Leukoplakia is a somewhat mysterious condition in the field of dentistry. In this article, we’ll examine factors linked to leukoplakia, how the condition typically presents, and why dental professionals should care.

Defining leukoplakia

Clinically speaking, leukoplakia is a term for a white patch: leuko meaning “white,” and plakia meaning “patch.” Although any oral lesion is concerning, leukoplakia is also classified as a potentially premalignant disorder. In other words, leukoplakia denotes a state of existence that must be determined by the exclusion of causes. The extreme worry begins when all possible causes have been ruled out and we’re left with leukoplakia but no known etiology. What’s the next course of action, and what protocol is acceptable? Leukoplakia must be treated as a precancerous entity and is classified by the World Health Organization (WHO) as potentially premalignant.1

Leukoplakia specimens are often described by clinicians as being asymptomatic, white, red, or speckled (mixed), and they can have varying surface textures such as smooth, rough, pebbled, a thick keratin layer (hyperkeratosis), corrugated, or they may be fissured and may feature any of these combinations.
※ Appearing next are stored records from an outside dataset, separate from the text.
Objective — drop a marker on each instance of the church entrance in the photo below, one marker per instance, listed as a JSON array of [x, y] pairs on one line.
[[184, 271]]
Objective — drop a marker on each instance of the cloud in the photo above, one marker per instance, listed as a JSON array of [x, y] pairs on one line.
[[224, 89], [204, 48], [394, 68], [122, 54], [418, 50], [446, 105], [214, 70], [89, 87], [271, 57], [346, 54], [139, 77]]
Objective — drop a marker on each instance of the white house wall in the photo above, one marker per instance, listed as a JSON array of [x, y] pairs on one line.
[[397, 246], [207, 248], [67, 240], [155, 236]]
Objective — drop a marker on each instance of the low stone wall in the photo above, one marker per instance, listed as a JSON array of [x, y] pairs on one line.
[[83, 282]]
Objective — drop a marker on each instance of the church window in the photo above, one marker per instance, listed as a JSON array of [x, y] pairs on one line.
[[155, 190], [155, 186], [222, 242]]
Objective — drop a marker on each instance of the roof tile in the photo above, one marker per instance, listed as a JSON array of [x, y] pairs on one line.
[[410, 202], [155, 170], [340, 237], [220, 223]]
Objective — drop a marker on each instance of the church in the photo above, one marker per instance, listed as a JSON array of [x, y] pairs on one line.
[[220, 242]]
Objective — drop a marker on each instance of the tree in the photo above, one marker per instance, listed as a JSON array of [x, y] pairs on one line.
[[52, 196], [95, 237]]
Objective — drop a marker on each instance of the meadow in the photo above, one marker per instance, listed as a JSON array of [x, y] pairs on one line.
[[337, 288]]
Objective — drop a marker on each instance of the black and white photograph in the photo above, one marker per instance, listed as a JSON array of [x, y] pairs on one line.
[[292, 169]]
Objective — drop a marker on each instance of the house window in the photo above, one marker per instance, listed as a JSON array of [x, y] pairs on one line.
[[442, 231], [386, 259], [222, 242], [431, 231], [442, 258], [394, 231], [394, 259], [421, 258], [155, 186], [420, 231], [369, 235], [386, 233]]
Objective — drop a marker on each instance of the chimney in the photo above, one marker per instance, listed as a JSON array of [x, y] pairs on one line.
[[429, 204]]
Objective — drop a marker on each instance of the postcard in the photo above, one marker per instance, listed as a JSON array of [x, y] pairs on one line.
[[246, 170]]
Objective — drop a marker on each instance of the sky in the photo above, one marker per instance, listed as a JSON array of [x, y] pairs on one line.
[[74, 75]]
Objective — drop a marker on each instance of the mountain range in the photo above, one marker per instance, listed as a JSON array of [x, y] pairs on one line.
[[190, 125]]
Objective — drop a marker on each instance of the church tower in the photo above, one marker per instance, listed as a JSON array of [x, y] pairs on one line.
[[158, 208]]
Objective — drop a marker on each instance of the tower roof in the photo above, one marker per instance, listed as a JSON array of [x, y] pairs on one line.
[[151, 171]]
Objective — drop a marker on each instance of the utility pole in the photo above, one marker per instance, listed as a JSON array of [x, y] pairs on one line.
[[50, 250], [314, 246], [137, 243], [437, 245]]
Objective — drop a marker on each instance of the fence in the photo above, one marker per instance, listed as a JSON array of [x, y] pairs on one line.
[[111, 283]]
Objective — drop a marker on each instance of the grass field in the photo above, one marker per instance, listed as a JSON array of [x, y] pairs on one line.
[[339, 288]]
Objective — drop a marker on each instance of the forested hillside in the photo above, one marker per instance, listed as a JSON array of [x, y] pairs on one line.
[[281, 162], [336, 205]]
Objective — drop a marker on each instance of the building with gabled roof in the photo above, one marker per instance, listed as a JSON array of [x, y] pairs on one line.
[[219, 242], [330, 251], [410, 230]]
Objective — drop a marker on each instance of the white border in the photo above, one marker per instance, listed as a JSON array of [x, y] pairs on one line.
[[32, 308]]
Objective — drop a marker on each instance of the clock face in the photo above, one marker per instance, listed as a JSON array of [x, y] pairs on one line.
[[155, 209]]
These lesions are first diagnosed clinically through visual examination and palpation. Leukoplakia usually occurs in individuals over 40 years old, in less than 1% of the population with a 2%–3% annual risk of transformation. The worldwide prevalence is estimated at 1.5%–4.3%, but may be as high as 60% among the tobacco-smoking population.2,3

Approximately 9% to 34% of all leukoplakias present with dysplasia or squamous cell carcinoma.4,5 These lesions are typically found on the lip, tongue, vermilion border, gingiva, and buccal mucosa. There is a strong male predilection, but depending upon tobacco use, this may vary, as some females use as much or more tobacco products in various countries.3 The only profession that has a noted increase of leukoplakia is glassblowers.4 With these facts in mind, leukoplakia becomes a disease diagnosed by the exclusion of any other known entities. But, because of the altered tissue and the fact that leukoplakia has a higher rate of malignant transformation, it is considered precancerous. Determining the etiology and establishing a protocol for repair is necessary during clinical evaluation.
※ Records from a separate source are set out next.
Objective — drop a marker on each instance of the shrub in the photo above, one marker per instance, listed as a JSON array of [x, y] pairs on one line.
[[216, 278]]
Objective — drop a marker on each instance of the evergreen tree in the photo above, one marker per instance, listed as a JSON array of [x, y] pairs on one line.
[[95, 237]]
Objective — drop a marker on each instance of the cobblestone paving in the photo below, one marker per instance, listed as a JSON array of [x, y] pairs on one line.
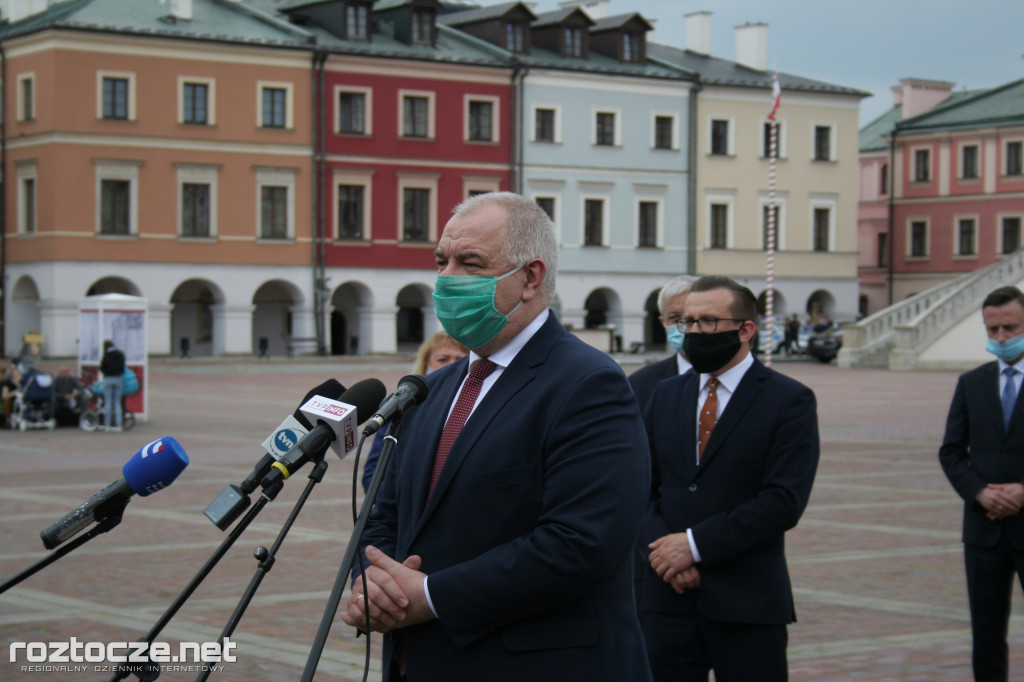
[[876, 561]]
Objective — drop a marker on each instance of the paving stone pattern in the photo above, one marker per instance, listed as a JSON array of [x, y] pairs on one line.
[[877, 560]]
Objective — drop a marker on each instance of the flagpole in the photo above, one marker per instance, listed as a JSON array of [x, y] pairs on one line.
[[770, 263]]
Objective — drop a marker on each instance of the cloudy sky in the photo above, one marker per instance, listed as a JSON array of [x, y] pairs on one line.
[[865, 44]]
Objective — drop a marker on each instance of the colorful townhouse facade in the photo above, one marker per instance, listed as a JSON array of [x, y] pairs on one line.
[[815, 259], [942, 187], [272, 175]]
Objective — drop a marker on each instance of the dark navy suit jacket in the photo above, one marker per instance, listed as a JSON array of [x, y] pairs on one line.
[[526, 538], [752, 485], [643, 380], [977, 451]]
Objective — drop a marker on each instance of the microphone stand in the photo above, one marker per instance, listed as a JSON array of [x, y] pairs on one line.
[[150, 671], [390, 438], [111, 521], [266, 559]]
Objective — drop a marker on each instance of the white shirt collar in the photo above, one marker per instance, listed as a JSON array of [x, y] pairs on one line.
[[731, 378], [504, 356]]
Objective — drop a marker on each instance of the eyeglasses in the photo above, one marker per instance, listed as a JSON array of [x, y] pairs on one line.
[[706, 325]]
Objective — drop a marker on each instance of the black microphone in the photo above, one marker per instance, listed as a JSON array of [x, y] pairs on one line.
[[336, 424], [153, 468], [412, 391]]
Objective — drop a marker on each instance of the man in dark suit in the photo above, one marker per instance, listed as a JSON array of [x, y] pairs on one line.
[[514, 547], [734, 450], [982, 455], [670, 304]]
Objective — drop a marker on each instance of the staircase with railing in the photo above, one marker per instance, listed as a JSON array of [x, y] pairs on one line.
[[896, 336]]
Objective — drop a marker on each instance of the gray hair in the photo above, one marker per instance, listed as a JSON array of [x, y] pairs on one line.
[[530, 232], [680, 285]]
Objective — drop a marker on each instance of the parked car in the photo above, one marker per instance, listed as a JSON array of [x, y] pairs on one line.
[[824, 345]]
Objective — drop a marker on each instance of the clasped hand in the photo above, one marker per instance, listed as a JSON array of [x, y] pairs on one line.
[[395, 591], [673, 561], [1001, 500]]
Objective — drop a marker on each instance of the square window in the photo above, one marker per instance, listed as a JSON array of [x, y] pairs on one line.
[[605, 133], [196, 97], [273, 212], [544, 125], [350, 211], [720, 137], [416, 214], [116, 98], [480, 121], [115, 207]]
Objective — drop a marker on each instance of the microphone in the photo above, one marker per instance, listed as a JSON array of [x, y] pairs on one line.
[[412, 391], [235, 499], [153, 468], [336, 427]]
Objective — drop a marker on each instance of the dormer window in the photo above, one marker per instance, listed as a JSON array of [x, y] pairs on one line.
[[515, 37], [573, 41], [423, 27], [356, 22]]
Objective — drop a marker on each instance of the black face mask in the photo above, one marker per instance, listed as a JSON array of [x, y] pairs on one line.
[[710, 352]]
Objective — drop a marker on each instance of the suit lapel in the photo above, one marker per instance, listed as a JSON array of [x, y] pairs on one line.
[[523, 368], [422, 466], [747, 392]]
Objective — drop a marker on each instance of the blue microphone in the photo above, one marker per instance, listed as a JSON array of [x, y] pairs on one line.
[[153, 468]]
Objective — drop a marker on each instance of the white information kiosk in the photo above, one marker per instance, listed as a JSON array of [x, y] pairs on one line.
[[121, 318]]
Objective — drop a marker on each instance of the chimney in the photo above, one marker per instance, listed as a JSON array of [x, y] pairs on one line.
[[181, 9], [752, 46], [697, 28], [920, 95]]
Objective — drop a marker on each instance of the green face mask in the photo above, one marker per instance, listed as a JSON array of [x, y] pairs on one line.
[[465, 306]]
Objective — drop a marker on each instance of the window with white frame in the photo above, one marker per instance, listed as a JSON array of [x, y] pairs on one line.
[[966, 237], [26, 96], [823, 141], [353, 195], [417, 115], [766, 128], [482, 119], [594, 221], [720, 220], [918, 238], [353, 114], [27, 221], [117, 197], [822, 222], [116, 95], [196, 100], [969, 166], [275, 108], [1014, 154], [547, 123], [720, 137], [418, 207], [197, 201], [779, 225], [665, 131], [275, 203], [923, 164], [649, 223], [1010, 232], [607, 127]]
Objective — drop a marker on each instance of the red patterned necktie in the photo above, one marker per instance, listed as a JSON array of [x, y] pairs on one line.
[[463, 407], [709, 415]]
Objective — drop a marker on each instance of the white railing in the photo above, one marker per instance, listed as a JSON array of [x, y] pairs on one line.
[[911, 326]]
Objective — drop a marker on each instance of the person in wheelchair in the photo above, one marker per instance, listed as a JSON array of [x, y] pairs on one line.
[[70, 395]]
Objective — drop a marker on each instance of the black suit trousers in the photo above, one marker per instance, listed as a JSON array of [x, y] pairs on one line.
[[989, 587]]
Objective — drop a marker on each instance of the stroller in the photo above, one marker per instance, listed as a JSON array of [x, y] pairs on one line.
[[35, 403]]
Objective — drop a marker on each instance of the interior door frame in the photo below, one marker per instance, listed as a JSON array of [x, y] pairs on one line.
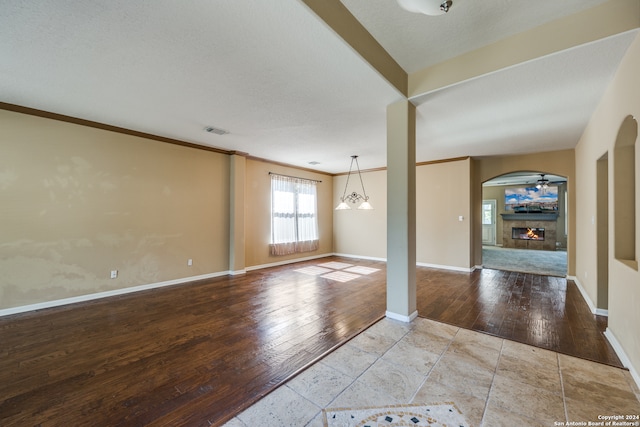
[[494, 207]]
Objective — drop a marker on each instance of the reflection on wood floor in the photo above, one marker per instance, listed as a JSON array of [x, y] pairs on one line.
[[196, 354]]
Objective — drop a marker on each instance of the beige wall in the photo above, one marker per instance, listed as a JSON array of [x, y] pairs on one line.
[[621, 99], [77, 202], [258, 208], [443, 195]]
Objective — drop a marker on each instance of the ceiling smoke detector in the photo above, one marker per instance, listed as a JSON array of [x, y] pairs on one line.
[[217, 131], [427, 7]]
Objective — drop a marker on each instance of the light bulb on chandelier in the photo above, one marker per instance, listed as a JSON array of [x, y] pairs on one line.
[[354, 197]]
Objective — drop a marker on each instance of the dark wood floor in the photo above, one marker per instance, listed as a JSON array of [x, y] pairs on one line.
[[197, 354], [544, 311]]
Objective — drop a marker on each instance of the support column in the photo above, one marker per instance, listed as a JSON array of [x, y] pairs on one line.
[[237, 172], [401, 211]]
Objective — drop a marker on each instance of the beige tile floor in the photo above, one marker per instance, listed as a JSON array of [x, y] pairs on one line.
[[494, 382]]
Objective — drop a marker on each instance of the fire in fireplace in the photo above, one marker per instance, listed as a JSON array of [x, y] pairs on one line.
[[527, 233]]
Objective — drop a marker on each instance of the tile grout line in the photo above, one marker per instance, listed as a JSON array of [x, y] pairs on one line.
[[426, 378], [493, 379], [370, 366], [564, 398]]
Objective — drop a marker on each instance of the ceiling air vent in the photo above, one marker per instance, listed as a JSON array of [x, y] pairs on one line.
[[217, 131]]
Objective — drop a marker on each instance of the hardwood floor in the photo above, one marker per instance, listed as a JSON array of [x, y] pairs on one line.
[[543, 311], [199, 353]]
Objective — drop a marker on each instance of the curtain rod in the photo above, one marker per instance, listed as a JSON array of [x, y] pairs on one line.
[[294, 177]]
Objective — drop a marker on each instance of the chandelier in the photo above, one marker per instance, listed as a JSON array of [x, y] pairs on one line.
[[354, 197]]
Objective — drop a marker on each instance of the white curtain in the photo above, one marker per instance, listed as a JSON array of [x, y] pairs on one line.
[[294, 220]]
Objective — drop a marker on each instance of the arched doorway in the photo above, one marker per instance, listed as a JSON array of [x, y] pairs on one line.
[[530, 222]]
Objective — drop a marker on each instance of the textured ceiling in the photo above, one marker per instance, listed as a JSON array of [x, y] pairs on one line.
[[286, 86], [417, 41]]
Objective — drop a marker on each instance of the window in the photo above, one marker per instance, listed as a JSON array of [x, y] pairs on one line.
[[294, 219]]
There have been studies documenting the usual etiology or suspects in what has been designated leukoplakia with tissue specimens submitted for biopsy confirmation. The lesions may also be histologically classified as homogeneous or nonhomogeneous.3 Some lesions are described as uniformly white with a thick surface that is flat or slightly wrinkled and homogeneous. Nonhomogeneous lesions may be white, red, ulcerated, or with a pebbly or verrucous surface. Additional categories used for these nonhomogeneous characteristics are: speckled leukoplakia (erythroleukoplakia), verrucous leukoplakia, and proliferative verrucous leukoplakia that has a high rate of progression to squamous cell carcinoma. The biopsy report of specimens submitted with a leukoplakia clinical diagnosis may be termed hyperkeratosis in approximately 80% of specimens as a pathology diagnosis. The remaining 20% will show some grade of dysplasia, cancer in situ, or invasive squamous cell carcinoma.3 These cellular changes are abnormal cells within tissue that are only identified through biopsy and microscopic evaluation. Precancerous-type lesions must be monitored when the initial cause cannot be determined.4 The suspected area may ultimately become malignant.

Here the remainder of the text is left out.